Wauseon City Council, which was stunned to learn Tuesday that a smoking ban it thought was only a proposal has legally been in effect for six weeks, is to decide this morning whether to quickly amend the ban.
If council wants to consider an amendment - and Mayor Jerry Dehnbostel predicted yesterday that it would make at least minor changes to the initiative that voters passed Nov. 2 - he said he would call a special meeting tomorrow for the vote.
"I think everyone is going to realize this is something we're really under the gun with," Mayor Dehnbostel said of decisions to be made at this morning's 7:30 committee-of-the-whole meeting.
He predicted council will amend the ban, at least to clarify how it would be enforced. But he said he would recommend any such amendments be effective in 30 days, instead of putting them in effect immediately, to allow time for city officials to notify businesses of the law.
"It's basically something we can't enforce until everyone is notified as to what the responsibilities are," the mayor said.
It was unclear yesterday what that would mean for restaurants and other businesses during that 30-day period. Mayor Dehnbostel said he did not know what the law would be in such a case and law director Jeffrey Robinson declined to comment.
Wauseon Police Chief Keith Torbet said police will investigate complaints of smoking and refer any that appear to violate the law to Mr. Robinson.
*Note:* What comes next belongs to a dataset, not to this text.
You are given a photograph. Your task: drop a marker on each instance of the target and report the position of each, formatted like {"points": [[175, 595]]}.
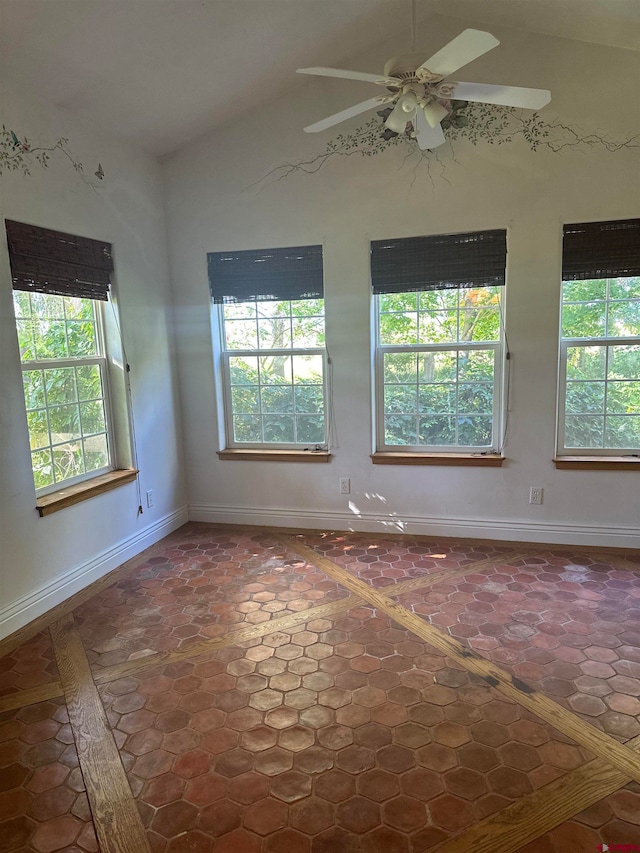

He said no complaints had been filed early yesterday and he did not plan to send officers out to check for compliance.
"We have other things to worry about than whether someone is smoking in a restaurant," he said.
Sharon Morr, who was a leader in the effort to pass the smoking ban initiative at the polls Nov. 2, said the ban should be enforced immediately.
"I would hope the city will move on this right away - since they're almost two months late to begin with - even if they have to make phone calls," she said of notifying businesses. "It's not difficult to take your ash trays out and put up a sign that says 'No smoking.' You can make a sign on a piece of cardboard."
Mrs. Morr, who is director of corporate and community health promotion at Fulton County Health Center, said she hoped council would not make major changes in the initiative that voters passed by 79 votes, a 51 percent majority.
Council has a sample ordinance that would exempt eateries with fewer than 45 seats from a ban and would allow smoking in separate rooms and in bars of restaurants. Such a law would appear to allow all of the city's restaurants that allow smoking now to maintain smoking areas - the opposite of the initiative voters approved.
Mrs. Morr called that atrocious.
The initiative voters passed bans smoking in all public eateries, even if they have separately ventilated smoking rooms, making it stricter for restaurants than Toledo's smoking ban. Smoking is also banned in most other workplaces, including business vehicles.
Wauseon's ban, however, allows smoking in bars - the city has two - and in its three private clubs: Wauseon Elks 1734, American Legion Post 0265, and Veterans of Foreign Wars Post 7424.